Las comunidades denuncian que los mayores deforestadores del territorio son personas que tienen grandes recursos económicos, ya que una tala grande puede costar varios millones de pesos, mientras que los campesinos talan una o dos hectáreas de bosque para sus cultivos de diario vivir.
La zona norte del Tinigua es la menos deforestada y la que aún mantiene la conectividad con los parques Picachos y Sierra de la Macarena. Según Rodrigo Botero, la conservación de esta área está atada a la estrategia desplegada durante el conflicto armado. “Esto fue una decisión militar de las FARC. No es que ahí no haya habido una colonización espontánea. Ahí había un corredor armado que funcionaba así y por eso se mantuvo sin tocarse”.
Ciro Galindo, quien trabajó como guardaparques en Tinigua en 1996, recuerda que no tenían problema con las Farc para realizar su labor. “La guerrilla se identificaba mucho con la conservación, claro que ellos lo hacían con el objetivo de que, si en algún momento tenían una represión, tenían de dónde echar mano”, afirma. El bosque le servía de escudo a la guerrilla, era su protección y escondite ante cualquier ataque armado.
El temor por lo que iba a pasar con la selva llegó después de la salida de la guerrilla del territorio. “Quién sabe qué pase ahora cuando hay nuevos actores armados. Si van a preservar ese corredor armado o no”, comenta Botero y añade que la importancia de la conectividad de Tinigua con los Parques Macarena y Picachos se basa en que la biodiversidad de Colombia está ligada al movimiento de especies entre los diferentes ecosistemas.
“Los Parques Nacionales y en general todas las áreas protegidas no pueden quedar como islas en un territorio, para que sean funcionales necesitan estar debidamente conectadas”, dice Julia Miranda, directora de PNN. Este elemento permite, por ejemplo, la movilización de los grandes felinos como el jaguar. “Si no hay conexión, los bosques se empiezan a deteriorar y a perder biodiversidad”, asegura.
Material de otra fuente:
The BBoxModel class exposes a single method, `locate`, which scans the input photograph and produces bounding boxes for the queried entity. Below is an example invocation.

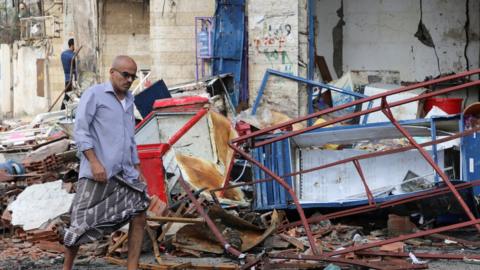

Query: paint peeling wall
[248,0,300,117]
[149,0,215,85]
[315,0,480,82]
La deforestación no es un tema nuevo, pero ha ido aumentando con la salida de las Farc del territorio. La incertidumbre gira en cómo se preservará la selva ahora que nuevos grupos armados están ingresando al área protegida, dada la poca presencia estatal. Las amenazas contra funcionarios de PNN, líderes ambientales y trabajadores de Cormacarena ha dificultado el trabajo en Tinigua. Si no se toman medidas verdaderamente efectivas este parque podría desaparecer, afectando la conexión entre ecosistemas amazónicos, andinos y orinocenses. Si eso ocurre sería una verdadera catástrofe ambiental.